In realtà non c’è stato niente tra loro. Ma a Blue piace ricordare quell’affinità emotiva che aveva instaurato con la “gattina” del night. Spesso qualche bravo cittadino modello rimaneva ad aspettare le ragazze a chiusura. Alcune partivano in lussuose macchine che puzzano di pelle, sudore, fumo e deodorante al pino silvestre, di quelli che costano più di quelli per i cristiani. E la security scortava le altre ragazze solo fino all’isolato seguente. E dietro l’angolo? E così la “gattina” aveva preso l’abitudine di uscire dal retro assieme al barista sbarbatello. E di scroccare una doccia e qualche ora di sonno, quando poteva. Dal canto suo Blue adorava salire a casa, spostare con non chalance quei quattro oggetti a caso che aveva volutamente incasinato prima di uscire per non passare da perfettino.
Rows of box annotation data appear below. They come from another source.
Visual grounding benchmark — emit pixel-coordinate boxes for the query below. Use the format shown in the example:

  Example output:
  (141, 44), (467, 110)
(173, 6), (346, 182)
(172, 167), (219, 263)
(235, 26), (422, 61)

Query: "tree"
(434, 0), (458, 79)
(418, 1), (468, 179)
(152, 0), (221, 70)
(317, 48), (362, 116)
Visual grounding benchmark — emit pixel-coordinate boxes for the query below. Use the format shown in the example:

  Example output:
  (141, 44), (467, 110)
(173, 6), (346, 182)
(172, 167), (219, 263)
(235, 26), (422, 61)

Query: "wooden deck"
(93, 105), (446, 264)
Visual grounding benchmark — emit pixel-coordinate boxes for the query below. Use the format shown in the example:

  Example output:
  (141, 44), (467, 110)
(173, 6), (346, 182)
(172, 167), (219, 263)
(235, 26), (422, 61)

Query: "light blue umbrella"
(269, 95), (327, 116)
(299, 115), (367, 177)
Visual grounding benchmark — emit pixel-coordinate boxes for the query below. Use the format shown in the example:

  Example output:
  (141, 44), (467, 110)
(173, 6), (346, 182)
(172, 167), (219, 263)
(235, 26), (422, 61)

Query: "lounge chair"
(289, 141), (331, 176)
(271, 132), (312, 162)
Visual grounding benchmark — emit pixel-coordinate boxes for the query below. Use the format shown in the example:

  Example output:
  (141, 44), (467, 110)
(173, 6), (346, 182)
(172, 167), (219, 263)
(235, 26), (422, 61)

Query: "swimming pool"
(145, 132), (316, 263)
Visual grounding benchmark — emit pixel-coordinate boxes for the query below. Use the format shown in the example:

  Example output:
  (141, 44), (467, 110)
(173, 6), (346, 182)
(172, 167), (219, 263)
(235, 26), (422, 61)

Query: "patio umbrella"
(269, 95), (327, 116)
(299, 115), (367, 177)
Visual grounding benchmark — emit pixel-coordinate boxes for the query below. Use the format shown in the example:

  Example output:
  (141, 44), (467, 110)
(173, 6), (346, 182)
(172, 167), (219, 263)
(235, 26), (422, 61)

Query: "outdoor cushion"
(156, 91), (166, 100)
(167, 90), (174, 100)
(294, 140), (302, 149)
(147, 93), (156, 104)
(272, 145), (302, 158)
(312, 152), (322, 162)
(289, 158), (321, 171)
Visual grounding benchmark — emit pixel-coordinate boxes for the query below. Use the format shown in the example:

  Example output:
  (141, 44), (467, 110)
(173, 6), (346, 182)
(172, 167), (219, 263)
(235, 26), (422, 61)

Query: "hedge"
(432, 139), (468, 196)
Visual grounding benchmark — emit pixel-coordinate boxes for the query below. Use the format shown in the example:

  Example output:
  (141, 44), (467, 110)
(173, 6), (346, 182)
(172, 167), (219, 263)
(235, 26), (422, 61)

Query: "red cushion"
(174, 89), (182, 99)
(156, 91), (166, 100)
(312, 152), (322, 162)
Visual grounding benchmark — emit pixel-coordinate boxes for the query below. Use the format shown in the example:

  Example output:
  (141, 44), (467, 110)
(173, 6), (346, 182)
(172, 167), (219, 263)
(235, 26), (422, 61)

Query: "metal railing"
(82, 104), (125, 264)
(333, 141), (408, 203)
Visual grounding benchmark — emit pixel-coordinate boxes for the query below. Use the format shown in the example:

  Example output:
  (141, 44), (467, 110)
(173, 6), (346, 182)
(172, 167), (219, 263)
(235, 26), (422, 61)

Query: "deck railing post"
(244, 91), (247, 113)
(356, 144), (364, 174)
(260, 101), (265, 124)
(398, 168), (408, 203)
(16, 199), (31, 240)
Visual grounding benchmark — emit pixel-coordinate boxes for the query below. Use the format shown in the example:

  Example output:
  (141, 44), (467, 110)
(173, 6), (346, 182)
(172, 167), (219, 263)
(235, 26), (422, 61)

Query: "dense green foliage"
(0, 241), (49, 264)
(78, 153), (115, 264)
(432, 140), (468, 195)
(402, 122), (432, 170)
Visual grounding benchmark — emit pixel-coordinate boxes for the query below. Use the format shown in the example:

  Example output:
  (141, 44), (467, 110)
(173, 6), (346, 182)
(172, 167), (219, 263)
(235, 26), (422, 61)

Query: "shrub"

Togliersi le scarpe, e sdraiarsi sul letto ad una piazza e mezzo, aspettando che lei arrivasse ancora con tutto il suo vero e originale odore, dopo la doccia. Guardare la sua perfetta silouette sdraiarsi con un dolce sorriso accanto a lui, e addormentarsi accoccolata tra le braccia di certo non irsute dell’adolescente. Eppure sembrava si sentisse protetta, difesa, sicura. Poi arrivava sempre l’ora di alzarsi e la “gattina” con i suoi sensi felini si accorgeva sempre quando lui staccava anche un solo centimetro di pelle da lei. «È già ora? Sono passate solo un paio d’ore. Spero che stavolta tu abbia dormito un po’. Sai quanto è stupido passare il poco tempo che hai a disposizione per dormire guardando una brutta e isterica donnaccia.». Un sorriso malinconico graffia il viso pallido di Blue al ricordo della dolcezza, della simpatia e della sensualità della voce di lei. E poi, il suo accento dell’est…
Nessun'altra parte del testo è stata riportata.